- Bhattian Location in Punjab, India Bhattian Bhattian (India)
- Coordinates: 31°04′12″N 75°46′45″E﻿ / ﻿31.0701063°N 75.7790297°E
- Country: India
- State: Punjab
- District: Jalandhar
- Tehsil: Phillaur

Government
- • Type: Panchayat raj
- • Body: Gram panchayat
- Elevation: 246 m (807 ft)

Population (2011)
- • Total: 687
- Sex ratio 354/333 ♂/♀

Languages
- • Official: Punjabi
- Time zone: UTC+5:30 (IST)
- PIN: 144410
- Telephone code: 01826
- ISO 3166 code: IN-PB
- Vehicle registration: PB 37
- Post office: Phillaur
- Website: jalandhar.nic.in

= Bhattian =

Bhattian is a village in the Phillaur tehsil of Jalandhar District of the Indian state of Punjab. It is located on 8 km from the head postal office in Phillaur, 7.5 km from Goraya, 50 km from Jalandhar, and 117 km from the state capital of Chandigarh. The village is administered by the Sarpanch, an elected representative.

== Demographics ==
According to the 2011 Census, Bhatian has a population of 687. The village has a literacy rate of 78.77%, higher than the average literacy rate of Punjab.
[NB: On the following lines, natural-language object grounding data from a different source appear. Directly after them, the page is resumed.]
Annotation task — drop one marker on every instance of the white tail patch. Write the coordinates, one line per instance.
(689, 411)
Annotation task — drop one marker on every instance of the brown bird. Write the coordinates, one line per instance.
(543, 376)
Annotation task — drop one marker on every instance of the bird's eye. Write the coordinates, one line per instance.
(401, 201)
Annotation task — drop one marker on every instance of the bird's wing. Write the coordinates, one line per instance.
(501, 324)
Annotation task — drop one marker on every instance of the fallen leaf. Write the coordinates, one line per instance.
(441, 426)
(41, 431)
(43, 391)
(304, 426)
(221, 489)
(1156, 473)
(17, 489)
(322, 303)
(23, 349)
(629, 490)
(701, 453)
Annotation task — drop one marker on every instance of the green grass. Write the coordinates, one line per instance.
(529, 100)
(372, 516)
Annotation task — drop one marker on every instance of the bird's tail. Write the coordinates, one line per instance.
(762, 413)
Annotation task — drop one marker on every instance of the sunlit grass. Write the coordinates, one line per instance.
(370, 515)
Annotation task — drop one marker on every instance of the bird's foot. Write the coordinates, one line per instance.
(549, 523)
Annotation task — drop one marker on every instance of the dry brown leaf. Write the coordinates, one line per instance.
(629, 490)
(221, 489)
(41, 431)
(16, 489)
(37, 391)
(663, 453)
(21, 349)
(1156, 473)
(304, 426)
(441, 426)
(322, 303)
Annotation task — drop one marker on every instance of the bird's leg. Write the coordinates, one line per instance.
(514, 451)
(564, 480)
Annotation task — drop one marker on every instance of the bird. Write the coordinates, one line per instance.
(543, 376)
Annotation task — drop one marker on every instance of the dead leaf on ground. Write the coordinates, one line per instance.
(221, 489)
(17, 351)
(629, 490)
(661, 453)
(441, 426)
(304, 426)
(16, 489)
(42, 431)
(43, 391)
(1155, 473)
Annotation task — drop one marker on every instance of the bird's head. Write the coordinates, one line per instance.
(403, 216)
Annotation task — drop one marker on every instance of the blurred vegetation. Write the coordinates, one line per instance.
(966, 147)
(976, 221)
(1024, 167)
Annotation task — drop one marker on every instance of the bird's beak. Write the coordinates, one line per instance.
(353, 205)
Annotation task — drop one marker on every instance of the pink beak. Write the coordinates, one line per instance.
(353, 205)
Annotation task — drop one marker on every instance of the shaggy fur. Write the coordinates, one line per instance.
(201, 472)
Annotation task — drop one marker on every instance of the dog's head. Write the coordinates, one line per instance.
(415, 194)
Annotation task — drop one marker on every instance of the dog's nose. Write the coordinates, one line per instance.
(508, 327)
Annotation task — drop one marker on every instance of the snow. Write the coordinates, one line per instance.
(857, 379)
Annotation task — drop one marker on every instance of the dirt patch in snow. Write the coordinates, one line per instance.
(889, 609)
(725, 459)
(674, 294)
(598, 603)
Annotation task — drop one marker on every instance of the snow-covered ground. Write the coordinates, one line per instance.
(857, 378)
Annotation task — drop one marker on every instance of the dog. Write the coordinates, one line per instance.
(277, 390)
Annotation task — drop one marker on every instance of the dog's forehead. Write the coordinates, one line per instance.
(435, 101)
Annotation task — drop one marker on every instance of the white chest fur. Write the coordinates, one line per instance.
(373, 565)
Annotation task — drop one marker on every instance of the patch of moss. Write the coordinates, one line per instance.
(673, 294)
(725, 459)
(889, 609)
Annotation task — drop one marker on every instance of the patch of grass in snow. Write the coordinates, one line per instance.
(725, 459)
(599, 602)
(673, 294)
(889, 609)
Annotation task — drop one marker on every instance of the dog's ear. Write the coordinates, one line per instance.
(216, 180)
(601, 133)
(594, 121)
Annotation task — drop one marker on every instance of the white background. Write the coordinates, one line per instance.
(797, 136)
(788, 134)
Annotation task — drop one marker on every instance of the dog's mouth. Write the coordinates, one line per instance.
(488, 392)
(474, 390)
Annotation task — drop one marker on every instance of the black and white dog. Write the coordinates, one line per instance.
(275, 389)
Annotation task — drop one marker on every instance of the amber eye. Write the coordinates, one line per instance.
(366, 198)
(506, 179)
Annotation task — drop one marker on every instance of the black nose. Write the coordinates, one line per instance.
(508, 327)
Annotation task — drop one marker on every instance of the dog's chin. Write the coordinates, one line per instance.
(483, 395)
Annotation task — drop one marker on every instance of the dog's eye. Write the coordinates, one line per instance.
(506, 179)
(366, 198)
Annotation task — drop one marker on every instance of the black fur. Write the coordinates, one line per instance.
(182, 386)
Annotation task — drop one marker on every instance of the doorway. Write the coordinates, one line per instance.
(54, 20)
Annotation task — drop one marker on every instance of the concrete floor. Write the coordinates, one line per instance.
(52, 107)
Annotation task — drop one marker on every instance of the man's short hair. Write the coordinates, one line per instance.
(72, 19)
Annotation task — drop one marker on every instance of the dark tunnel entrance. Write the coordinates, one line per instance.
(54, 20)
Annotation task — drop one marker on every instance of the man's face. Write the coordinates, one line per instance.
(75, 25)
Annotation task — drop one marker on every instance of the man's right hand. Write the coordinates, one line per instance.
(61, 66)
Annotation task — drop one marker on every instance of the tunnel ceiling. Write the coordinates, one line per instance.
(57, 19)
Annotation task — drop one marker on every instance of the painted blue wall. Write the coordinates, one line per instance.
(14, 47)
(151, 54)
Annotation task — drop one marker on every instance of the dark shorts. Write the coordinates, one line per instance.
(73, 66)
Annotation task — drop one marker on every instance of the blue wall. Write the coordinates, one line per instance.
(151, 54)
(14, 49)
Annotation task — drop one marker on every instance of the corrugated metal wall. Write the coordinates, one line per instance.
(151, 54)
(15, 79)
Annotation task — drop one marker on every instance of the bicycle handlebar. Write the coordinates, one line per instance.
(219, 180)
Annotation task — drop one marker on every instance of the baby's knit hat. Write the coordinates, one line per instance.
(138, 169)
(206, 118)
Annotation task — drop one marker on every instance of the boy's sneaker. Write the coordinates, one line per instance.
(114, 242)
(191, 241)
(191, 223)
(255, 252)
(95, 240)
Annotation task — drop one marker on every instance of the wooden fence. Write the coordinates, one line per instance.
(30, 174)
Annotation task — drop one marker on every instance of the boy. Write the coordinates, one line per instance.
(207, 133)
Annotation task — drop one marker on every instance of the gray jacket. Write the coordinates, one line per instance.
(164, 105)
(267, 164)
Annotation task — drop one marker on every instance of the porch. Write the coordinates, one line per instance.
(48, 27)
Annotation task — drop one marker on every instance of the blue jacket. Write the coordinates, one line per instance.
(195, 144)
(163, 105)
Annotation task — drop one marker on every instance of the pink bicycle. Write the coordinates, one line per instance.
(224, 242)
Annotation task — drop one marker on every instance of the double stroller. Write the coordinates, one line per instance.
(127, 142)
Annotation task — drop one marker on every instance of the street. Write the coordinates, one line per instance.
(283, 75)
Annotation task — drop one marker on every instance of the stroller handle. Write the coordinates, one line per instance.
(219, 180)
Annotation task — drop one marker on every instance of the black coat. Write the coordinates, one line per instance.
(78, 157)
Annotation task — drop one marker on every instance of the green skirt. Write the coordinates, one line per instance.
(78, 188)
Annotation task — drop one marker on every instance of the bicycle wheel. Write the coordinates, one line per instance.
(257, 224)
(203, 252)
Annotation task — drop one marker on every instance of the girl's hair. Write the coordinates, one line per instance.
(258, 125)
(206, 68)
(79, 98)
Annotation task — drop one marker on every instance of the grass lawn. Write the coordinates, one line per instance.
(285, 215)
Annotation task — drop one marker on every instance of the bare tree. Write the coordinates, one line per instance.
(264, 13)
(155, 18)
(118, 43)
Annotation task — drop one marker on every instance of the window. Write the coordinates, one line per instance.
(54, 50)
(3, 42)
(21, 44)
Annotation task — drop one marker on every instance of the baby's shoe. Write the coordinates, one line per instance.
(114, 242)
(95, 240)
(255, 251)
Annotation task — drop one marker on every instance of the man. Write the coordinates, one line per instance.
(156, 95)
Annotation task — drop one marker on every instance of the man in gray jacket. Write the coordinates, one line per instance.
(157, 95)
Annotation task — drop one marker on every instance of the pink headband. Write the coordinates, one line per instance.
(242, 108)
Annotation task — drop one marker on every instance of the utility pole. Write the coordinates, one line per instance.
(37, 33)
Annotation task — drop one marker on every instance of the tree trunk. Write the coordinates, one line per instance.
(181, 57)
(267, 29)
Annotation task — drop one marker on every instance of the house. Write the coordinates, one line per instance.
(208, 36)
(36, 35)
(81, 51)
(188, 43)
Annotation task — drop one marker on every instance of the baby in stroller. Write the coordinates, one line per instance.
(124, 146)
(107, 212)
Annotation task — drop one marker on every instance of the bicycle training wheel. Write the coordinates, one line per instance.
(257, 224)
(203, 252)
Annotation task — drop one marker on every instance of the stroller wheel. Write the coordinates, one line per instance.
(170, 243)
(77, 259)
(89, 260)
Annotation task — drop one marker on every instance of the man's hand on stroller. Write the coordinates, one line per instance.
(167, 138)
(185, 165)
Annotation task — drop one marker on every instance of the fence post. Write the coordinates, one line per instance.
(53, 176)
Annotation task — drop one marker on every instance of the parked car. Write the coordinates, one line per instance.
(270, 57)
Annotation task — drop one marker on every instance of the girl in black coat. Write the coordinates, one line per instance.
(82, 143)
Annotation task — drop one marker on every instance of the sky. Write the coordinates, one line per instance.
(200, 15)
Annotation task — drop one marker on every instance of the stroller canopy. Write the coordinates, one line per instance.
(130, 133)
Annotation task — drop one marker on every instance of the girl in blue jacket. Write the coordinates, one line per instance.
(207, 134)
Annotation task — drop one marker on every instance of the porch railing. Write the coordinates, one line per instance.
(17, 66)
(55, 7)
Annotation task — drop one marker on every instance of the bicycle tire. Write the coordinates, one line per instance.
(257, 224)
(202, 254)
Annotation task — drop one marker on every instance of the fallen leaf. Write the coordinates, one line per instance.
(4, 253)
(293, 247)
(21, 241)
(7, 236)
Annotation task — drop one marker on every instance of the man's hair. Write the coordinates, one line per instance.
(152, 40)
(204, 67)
79.04% of the population belongs to a Schedule Caste (SC).

== Education ==
The village has a co-ed primary school (Pri Bhattian School) which provide a mid-day meal as per the Indian Midday Meal Scheme.

== Transport ==
Bhattian has a railway station which is 7.5 km from Phillaur Junction and 9 km away from the Goraya railway station.

The nearest airport is located 36.6 km away in Ludhiana. The nearest international airport is in Chandigarh.